# 12/8/11 Jeremy Davis of NELSAP to speak at club



## billski (Sep 28, 2011)

Book Signing and Presentation: New England Lost Ski Area Project – December 8, 2011

Jeremy Davis, author and founder of The New England Lost Ski Area Project (NELSAP) will present a lecture and book signing at the ACE Ski and Board Club meeting on December 8th, 2011 in Chelmsford Massachusetts.  Mr. Davis is the author of “Lost Ski Areas of Southern Vermont” and “Lost Ski Areas of the White Mountains” books.  He will specifically address Lost Ski Areas of Southern Vermont and areas within 45 minutes of Chelmsford.
While a meteorologist by trade, Mr. Davis founded NELASP in 1999 as a humble effort to chronicle many defunct ski areas in New England.  To his surprise, he has assembled a list of 599 lost ski areas in New England thanks to hundreds of sources and has become a de-facto historian for the New England ski scene.  His work has now extended to include collaboration with the New England Ski Museum and western United States projects.  Jeremy’s work has been reported by The New York Times, National Public Radio and Channel 5 TV in Boston.   Books will be available for purchase.
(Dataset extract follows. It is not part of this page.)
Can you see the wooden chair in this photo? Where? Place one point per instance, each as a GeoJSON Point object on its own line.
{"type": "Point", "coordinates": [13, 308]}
About ACE Ski and Board Club
The club was founded in 1980 offering trips, racing, tickets, presentations, inter-club lodging and social events   ACE is a member club of the Eastern Inter-Club Ski League (EICSL), comprised of 23 clubs in New England.  
Club meetings are always open to the public.  Meetings are held at the Chelmsford Elks Lodge, 300 Littleton Road, Chelmsford Massachusetts. Doors open at 6:30 p.m. There is no admission fee.  Arrive early as seating is limited.
For more information:
http://www.aceskiandboardclub.org
http://www.nelsap.org/
E-mail: info@aceskiandboardclub.org


----------



## Nick (Sep 28, 2011)

Cool,congrats on landing that. I talked to Jeremy for the first time this past summer, seems like a real stand-up dude and the NELSAP site is very awesome and informative. 
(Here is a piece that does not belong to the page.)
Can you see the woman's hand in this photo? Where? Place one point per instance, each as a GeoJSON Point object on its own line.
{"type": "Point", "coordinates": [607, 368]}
Sent from my Transformer TF101 using Tapatalk


----------



## billski (Dec 8, 2011)

Bump.
This is tonight.

PR

Poster


----------



## threecy (Dec 8, 2011)

billski said:


> While a meteorologist by trade



You mean "Upstate New York's Most Respected Meteorologist"


----------



## billski (Dec 8, 2011)

threecy said:


> You mean "Upstate New York's Most Respected Meteorologist"



Do I?    He wrote it!


----------